Whether home gardener, farmer, consumer, scientist or policy decision-maker, this straight-forward book is a must read, for it proves the old adage: that plain common sense is extremely rare."
"While much has been written about the impact of climate change on agriculture, Phil and Freya Mulvey explore a little discussed ‘uncomfortable truth’ in “Ground Breaking: Soil Security and Climate Change”.
They make a compelling argument that the clearing of large areas of woodland to create bare farming fields, directly drives local climate changes, disrupting the “small water cycle”. This lesser known climatic process recirculates and re-uses moisture, driving much of the effective precipitation in inland Australia. Maps of rainfall decline, bisected by the WA “bunny fence” is shown as evidence of this theory. In at least the short term, these impacts are said to be more significant than rises in temperature related to increases in atmospheric carbon.
Phil and Freya are not however arguing for an abandonment of agriculture. They site examples of farmer who have adopted various ‘regenerative farming approaches' to boost soil health and ‘soil security’. Their theory is that greater stored carbon will be the very foundation of a more hydrated landscape that can restore the Small Water Cycles. While there is extensive discussion around the state and federal legislative actions that can support this, including recognising soil in the EPBC act, many suggestions seem doomed to be lost in federal/state arguments, and resistance from farming lobbies sensitive to any impost on private property rights. While the need to clear vast areas of land to feed the worlds (soon to be) 10 billion people is a kind of “uncomfortable truth”, there are now hopes of market solutions.
The Glasgow conference agreed rules to link global carbon markets, and reward environmental co-benefits. Financial drivers, including costing Natural Capital, should greatly incentivise farmers toward regenerative processes. Maybe we will hardly be able to see the WA “bunny fence” by 2050."
"Not a difficult message but one that needs persistent reinforcing.

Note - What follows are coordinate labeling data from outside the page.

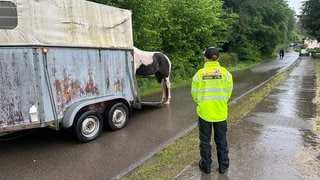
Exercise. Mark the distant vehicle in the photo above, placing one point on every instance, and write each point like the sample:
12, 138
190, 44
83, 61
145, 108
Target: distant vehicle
304, 52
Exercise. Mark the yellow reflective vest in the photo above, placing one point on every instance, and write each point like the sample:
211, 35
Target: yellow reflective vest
211, 89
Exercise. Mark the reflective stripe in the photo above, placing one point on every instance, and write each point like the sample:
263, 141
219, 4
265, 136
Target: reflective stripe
212, 98
211, 90
196, 78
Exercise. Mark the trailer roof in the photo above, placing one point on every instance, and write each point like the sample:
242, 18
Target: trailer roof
64, 23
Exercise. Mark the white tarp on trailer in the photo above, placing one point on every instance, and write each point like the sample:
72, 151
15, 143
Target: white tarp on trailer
67, 23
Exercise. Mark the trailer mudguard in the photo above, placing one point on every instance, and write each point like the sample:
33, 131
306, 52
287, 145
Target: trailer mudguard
72, 111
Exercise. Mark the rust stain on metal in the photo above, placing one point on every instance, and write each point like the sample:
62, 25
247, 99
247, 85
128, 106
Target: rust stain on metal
119, 85
68, 89
90, 87
107, 78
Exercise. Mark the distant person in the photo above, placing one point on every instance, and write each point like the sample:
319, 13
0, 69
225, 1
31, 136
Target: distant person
281, 53
211, 89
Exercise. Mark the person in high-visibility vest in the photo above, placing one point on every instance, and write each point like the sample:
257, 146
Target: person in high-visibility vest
211, 89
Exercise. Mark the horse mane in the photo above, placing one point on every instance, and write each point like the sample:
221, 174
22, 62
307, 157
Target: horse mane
157, 63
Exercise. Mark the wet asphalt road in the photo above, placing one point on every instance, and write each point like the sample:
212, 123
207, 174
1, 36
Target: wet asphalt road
49, 154
277, 139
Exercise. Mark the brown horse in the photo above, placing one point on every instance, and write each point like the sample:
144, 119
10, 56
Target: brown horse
148, 63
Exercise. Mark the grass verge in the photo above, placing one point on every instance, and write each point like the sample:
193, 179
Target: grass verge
172, 159
317, 122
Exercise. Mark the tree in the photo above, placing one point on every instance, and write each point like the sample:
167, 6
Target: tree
310, 18
262, 25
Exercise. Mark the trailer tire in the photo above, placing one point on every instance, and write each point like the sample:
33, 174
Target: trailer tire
88, 126
117, 116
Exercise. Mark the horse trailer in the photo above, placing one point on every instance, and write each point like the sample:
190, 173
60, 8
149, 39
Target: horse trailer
66, 64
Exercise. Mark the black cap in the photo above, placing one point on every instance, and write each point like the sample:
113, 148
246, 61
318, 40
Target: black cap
211, 53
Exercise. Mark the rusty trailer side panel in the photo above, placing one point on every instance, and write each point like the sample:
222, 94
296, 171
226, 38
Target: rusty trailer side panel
18, 86
55, 80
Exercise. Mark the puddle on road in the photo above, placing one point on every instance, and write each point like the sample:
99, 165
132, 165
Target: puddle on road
276, 140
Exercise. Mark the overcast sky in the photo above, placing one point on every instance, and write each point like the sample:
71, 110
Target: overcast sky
295, 5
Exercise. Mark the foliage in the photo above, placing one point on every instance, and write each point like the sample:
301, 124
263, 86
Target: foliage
310, 18
261, 27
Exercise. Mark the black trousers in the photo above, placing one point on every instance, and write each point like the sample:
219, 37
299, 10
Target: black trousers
220, 139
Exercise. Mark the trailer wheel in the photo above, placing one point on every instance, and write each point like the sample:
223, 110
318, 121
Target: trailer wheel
88, 126
117, 116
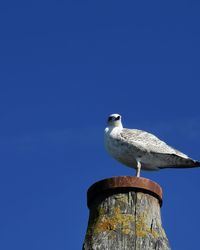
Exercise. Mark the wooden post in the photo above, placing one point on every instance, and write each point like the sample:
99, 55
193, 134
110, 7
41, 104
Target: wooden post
125, 215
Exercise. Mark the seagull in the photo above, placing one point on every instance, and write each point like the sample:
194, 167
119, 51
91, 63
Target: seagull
142, 150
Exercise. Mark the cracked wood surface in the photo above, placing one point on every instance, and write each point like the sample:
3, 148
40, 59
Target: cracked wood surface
128, 220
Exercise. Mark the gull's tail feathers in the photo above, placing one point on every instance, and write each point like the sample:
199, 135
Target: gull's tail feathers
176, 161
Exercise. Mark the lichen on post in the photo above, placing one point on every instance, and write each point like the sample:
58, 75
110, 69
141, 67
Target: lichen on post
125, 214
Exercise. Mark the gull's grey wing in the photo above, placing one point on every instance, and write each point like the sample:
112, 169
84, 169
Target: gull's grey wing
148, 142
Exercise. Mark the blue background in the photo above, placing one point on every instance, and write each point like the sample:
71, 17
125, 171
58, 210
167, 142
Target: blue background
64, 67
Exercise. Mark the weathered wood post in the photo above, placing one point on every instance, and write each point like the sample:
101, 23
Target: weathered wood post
125, 214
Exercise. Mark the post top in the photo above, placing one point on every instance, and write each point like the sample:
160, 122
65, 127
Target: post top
124, 184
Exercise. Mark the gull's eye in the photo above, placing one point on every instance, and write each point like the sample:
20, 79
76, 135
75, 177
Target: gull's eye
117, 118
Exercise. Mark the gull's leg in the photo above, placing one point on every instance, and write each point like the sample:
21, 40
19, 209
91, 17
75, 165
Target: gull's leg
138, 168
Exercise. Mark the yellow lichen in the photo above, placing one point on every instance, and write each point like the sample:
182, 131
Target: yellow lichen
111, 223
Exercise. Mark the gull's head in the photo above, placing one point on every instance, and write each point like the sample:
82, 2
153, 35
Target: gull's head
114, 120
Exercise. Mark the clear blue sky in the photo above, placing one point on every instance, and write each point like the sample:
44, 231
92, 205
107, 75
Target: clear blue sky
66, 65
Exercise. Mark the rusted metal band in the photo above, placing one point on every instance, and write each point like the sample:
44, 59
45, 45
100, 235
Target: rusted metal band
124, 184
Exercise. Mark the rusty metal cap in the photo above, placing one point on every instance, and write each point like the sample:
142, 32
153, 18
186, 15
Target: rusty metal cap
124, 184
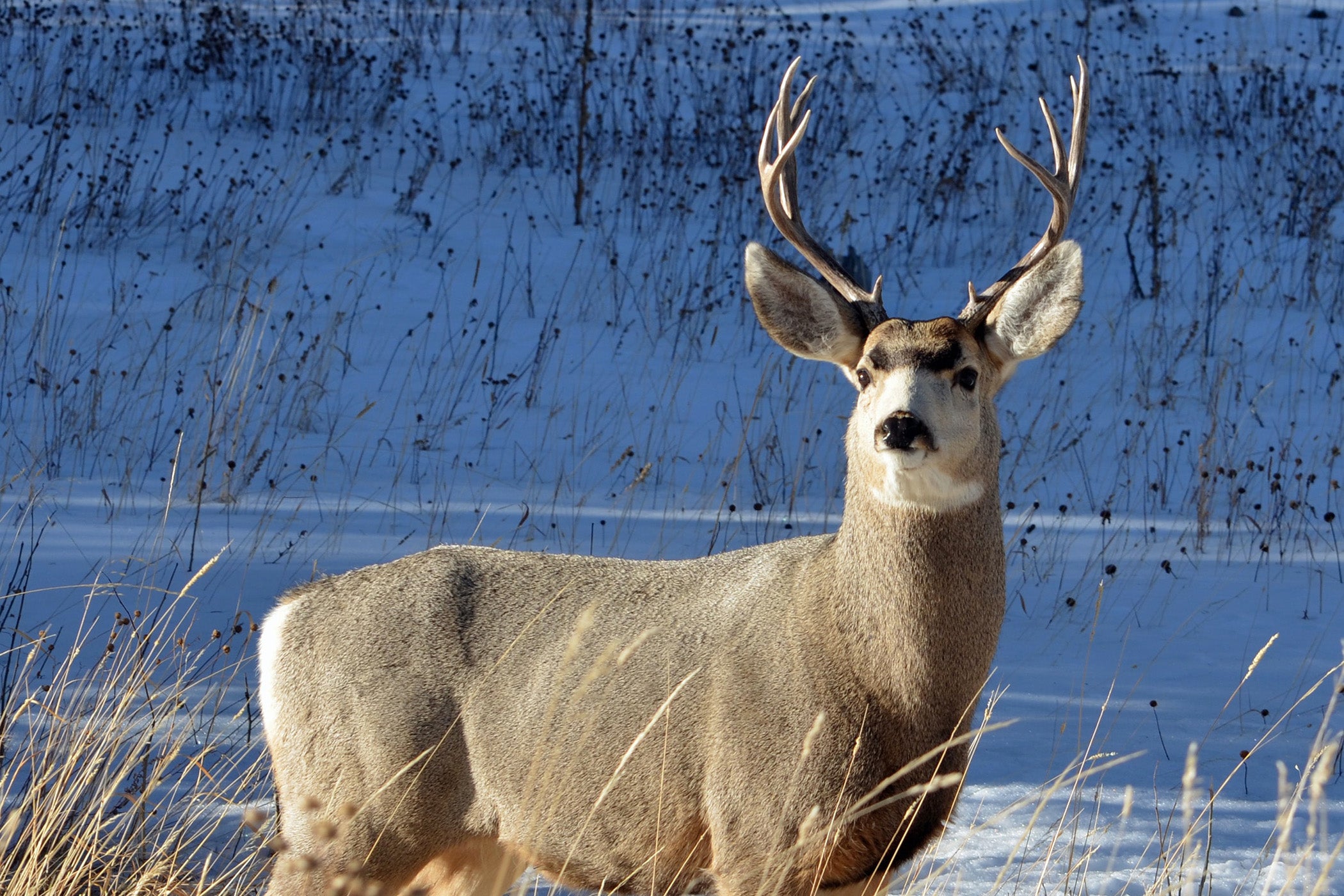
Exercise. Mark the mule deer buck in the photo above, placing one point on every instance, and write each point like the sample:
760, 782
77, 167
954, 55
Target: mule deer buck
768, 722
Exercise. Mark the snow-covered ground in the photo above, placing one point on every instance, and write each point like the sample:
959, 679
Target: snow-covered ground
303, 288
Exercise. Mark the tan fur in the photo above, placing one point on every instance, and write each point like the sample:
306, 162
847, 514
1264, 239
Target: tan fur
734, 722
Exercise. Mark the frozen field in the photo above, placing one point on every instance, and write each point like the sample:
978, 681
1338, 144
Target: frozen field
301, 288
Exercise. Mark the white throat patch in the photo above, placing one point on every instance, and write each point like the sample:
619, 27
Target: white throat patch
924, 488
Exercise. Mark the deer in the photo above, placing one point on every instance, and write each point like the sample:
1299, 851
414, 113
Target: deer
785, 719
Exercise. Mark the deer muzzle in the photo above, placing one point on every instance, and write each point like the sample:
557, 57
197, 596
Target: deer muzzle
901, 431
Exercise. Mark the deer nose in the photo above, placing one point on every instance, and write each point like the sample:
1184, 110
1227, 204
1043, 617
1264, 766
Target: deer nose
901, 430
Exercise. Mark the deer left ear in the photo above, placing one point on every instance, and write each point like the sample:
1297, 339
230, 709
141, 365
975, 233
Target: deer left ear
1038, 309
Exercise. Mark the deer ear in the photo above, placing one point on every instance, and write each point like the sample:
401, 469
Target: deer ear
804, 316
1038, 309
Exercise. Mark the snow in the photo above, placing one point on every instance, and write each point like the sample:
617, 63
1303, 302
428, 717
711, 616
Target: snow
386, 221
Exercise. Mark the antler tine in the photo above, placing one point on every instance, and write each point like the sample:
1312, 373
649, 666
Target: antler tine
780, 187
1060, 183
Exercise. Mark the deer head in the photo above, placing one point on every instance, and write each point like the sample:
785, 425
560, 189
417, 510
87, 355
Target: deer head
924, 433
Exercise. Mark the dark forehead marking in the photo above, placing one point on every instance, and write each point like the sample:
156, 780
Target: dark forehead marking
933, 346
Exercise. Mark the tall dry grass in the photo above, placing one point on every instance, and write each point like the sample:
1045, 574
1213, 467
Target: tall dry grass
129, 759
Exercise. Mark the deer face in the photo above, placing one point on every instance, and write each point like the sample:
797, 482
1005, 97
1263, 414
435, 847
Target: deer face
924, 431
920, 413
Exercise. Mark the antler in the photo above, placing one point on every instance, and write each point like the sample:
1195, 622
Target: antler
780, 186
1062, 186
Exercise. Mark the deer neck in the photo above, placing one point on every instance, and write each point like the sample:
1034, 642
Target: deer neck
917, 595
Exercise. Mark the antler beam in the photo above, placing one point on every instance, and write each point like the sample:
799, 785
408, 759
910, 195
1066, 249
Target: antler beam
780, 187
1062, 184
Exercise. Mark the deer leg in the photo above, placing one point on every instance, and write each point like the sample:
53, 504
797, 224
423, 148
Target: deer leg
476, 868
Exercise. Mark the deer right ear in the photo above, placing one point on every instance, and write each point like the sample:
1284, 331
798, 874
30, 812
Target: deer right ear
800, 314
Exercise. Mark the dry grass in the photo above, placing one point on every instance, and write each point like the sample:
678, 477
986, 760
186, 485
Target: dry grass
128, 759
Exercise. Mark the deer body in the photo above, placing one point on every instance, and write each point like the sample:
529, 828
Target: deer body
768, 721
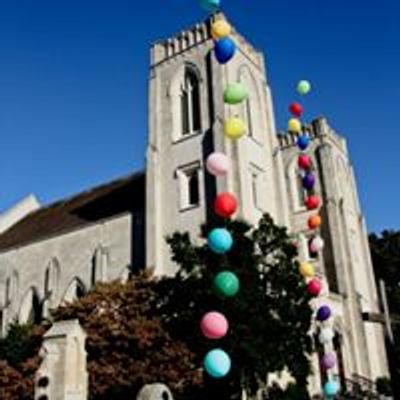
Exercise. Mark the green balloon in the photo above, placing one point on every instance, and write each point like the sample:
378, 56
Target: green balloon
227, 284
235, 93
303, 87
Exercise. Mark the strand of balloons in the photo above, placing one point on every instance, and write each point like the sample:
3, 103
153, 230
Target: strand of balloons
316, 244
214, 325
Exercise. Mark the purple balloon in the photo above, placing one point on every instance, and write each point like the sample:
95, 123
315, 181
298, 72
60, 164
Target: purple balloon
309, 181
328, 360
324, 313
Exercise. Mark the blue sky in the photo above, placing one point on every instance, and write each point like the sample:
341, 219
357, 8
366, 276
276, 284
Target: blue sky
73, 86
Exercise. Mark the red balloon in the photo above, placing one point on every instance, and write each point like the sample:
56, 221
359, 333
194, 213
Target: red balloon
296, 109
312, 202
225, 205
304, 161
314, 287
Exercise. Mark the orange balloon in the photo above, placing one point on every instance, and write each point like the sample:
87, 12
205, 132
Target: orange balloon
314, 222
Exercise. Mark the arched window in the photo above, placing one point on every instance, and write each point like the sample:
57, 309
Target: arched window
190, 103
252, 107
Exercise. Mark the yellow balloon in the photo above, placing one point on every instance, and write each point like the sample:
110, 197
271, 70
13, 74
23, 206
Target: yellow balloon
307, 270
294, 125
220, 29
234, 128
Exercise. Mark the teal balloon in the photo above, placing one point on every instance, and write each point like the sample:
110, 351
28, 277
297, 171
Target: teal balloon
235, 93
331, 388
303, 87
227, 284
217, 363
220, 240
210, 5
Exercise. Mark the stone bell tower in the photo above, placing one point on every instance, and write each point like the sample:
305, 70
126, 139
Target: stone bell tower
186, 117
345, 261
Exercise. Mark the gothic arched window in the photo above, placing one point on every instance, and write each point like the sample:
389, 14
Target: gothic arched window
190, 103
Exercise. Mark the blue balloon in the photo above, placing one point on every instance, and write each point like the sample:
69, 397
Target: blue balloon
220, 240
331, 388
217, 363
303, 142
210, 5
225, 49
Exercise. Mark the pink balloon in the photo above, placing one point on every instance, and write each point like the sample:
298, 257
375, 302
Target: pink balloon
214, 325
317, 244
218, 164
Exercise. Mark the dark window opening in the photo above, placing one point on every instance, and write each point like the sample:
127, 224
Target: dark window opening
248, 117
47, 281
190, 104
194, 194
93, 272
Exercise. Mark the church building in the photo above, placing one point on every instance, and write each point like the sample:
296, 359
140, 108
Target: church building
56, 253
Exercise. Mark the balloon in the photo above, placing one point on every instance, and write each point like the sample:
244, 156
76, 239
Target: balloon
309, 181
234, 128
224, 50
218, 164
303, 142
214, 325
314, 222
312, 202
220, 240
314, 287
331, 388
235, 93
328, 361
220, 29
324, 313
225, 205
294, 125
217, 363
304, 161
316, 244
303, 87
227, 284
210, 5
307, 270
296, 109
326, 335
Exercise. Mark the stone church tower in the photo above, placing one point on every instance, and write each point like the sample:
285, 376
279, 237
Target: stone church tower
186, 114
185, 125
54, 254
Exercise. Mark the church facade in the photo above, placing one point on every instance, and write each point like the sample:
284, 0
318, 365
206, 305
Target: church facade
53, 254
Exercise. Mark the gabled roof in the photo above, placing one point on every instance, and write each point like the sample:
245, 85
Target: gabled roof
117, 197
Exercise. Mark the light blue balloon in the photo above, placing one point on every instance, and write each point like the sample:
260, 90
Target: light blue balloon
331, 388
210, 5
220, 240
217, 363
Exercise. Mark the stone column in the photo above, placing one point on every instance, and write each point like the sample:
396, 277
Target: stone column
62, 374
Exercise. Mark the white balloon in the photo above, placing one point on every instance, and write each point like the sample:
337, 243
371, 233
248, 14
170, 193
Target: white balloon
218, 164
317, 244
326, 335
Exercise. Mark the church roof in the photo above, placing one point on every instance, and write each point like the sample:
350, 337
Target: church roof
102, 202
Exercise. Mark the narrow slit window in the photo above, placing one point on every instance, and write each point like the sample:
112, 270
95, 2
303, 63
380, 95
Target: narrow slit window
190, 104
193, 182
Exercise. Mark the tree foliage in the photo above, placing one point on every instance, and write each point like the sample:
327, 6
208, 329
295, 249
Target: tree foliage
385, 252
269, 319
127, 345
19, 360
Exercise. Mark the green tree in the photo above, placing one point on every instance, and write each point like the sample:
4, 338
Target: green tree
127, 345
385, 252
269, 319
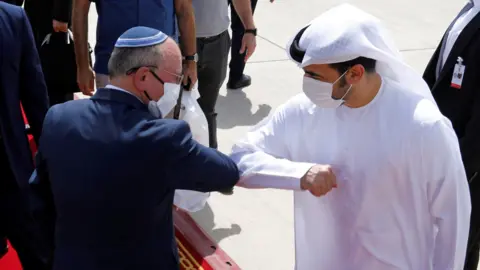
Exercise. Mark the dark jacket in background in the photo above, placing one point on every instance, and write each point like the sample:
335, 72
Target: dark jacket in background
42, 12
21, 81
462, 107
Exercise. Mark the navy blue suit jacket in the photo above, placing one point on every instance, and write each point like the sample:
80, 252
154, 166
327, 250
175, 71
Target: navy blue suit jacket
21, 80
113, 169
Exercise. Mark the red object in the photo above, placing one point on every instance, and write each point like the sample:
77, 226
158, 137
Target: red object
196, 249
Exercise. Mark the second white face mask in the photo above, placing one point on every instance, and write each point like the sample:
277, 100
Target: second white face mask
320, 93
169, 99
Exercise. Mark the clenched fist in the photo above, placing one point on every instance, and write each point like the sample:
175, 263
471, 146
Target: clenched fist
319, 180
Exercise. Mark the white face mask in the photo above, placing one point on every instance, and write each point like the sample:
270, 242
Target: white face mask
320, 93
167, 102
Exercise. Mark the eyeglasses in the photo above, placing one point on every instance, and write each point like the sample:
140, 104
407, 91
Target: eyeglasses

Clearly articulated - soil is the foundation for life... and Anthropogenic climate change is the scourge of our society - the authors present readers with excellent illustrations together with clear and present challenges! The author(s) wrap up the text by calling on decision makers, policy advisers, government and others to develop Local, Regional and National Regenerative Landscape Plans - and to value our Natural Capital.
Overall, an excellent read. Highly suitable for all Australians!"